Tonight, join the folks from Merchant du Vin at four Seattle bars for a salute to the Samuel Smith Brewery and the beers that helped birth the American craft beer revolution.
It’s hard to imagine a time when craft beer was essentially non-existent in the United States, or a time when “good beer” referred to stuff like Lowenbrau, Michelob, and Heineken. In 1978, when beers from Samuel Smith Brewery in Tadcaster, England first reached America’s shores, homebrewing was not yet legal in the United States. Megabreweries were all we had. The term microbrewery had yet to be introduced to the American vocabulary. The beer scene was bleak.
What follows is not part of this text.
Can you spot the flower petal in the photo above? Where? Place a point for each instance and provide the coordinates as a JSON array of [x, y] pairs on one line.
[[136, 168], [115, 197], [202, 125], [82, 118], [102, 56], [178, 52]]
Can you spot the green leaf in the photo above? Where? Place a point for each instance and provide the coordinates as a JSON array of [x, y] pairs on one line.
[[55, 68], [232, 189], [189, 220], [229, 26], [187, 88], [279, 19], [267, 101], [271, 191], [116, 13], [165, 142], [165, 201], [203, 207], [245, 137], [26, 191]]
In 1978 Charles and Rose Ann Finkel started a company called Merchant Du Vin with a plan to import great beer from overseas to the United States. Long before the Finkels moved on to start Pike Brewing Company, they were responsible for importing the first craft beers from Belgium, Germany and England. Among those beers, the good stuff from the old Samuel Smith brewery in Tadcaster, Yorkshire.
On a personal note, I was a budding, underage beer drinker back in the early-to-mid 1980s, back when craft beer existed but was still exceedingly rare and unknown. Somewhere between a Rainier Beer and a Miller High Life, I stumbled across a beer called Samuel Smith Oatmeal Stout. It blew my mind and completely altered my perception of how beer could taste. That beer started a lifelong love affair with good beer.
Tonight, Merchant du Vin and four Seattle bars celebrate one of the breweries that helped introduced America to good beer. Join them for the whole crawl, or any part of it.
Tuesday, January 26th. It’s a pub crawl. A wandering salute to Samuel Smith Brewery.
The Samuel Smith Salute in Seattle:
5:50 – 6:20: The Central Saloon, 207 1st Ave So.
6:30 – 7:20: The Whisky Bar, 2122 2nd Ave.
7:30 – 8:30: The White Horse, 1908 Post Alley.
8:30 – ?: The Pike Pub, 1415 1st Ave.